On Lou Dobbs Tonight, GOP strategist Ed Rollins asserted that Nancy Pelosi would not "get tough" on national security issues if she were speaker of the House because she "comes from San Francisco, one of the bastions of lawlessness in this country." However, in 2004, an independent research company ranked San Francisco as the ninth-safest of the 32 U.S. cities with a population greater than 500,000.
On CNN's Reliable Sources, host Howard Kurtz suggested that "liberal hypocrisy" was inherent in Democrats' objections to ABC's "docudrama" The Path to 9/11. Kurtz highlighted radio host Michael Medved's criticism of Democratic objections to the film and appeared to adopt Medved's assertion that Democrats are seeking to "censor" the film. But Kurtz neglected to discuss the "hypocrisy" in the reaction to the film by some conservatives -- including Medved.

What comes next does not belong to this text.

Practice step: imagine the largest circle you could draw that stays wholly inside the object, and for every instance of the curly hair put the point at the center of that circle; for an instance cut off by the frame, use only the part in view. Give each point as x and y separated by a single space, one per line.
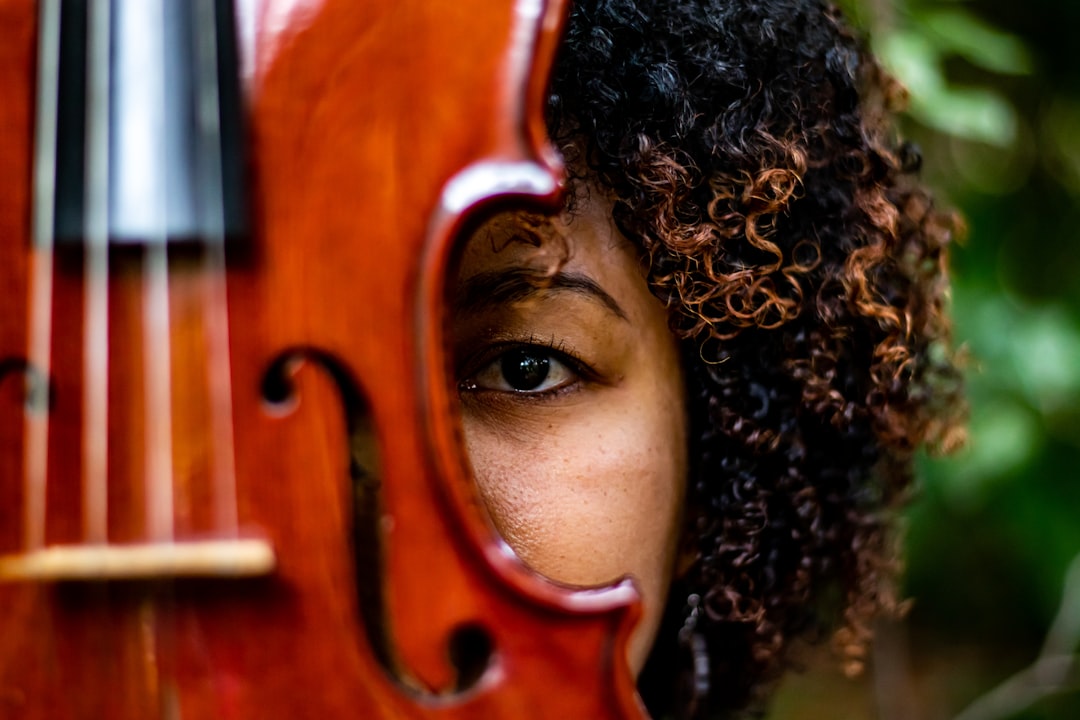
748 147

Hosts on CNN, ABC, and Fox News failed to raise key issues while interviewing Thomas H. Kean about his role as a senior consultant to the ABC's The Path to 9/11 -- specifically, the terms of his arrangement with ABC and the possible benefit of Kean's high-profile promotion of the conservative-skewed miniseries to the campaign of his namesake son, who is running as a Republican for a Senate seat in New Jersey.
Various news media have uncritically reported ABC's statement that criticism of The Path to 9/11 is "premature and irresponsible," because the film has not yet been finalized, even though the network reportedly said the previous week that the film was "locked and ready to air," screened the film at the National Press Club, and has provided preview copies to conservative radio host Rush Limbaugh and a number of right-wing bloggers.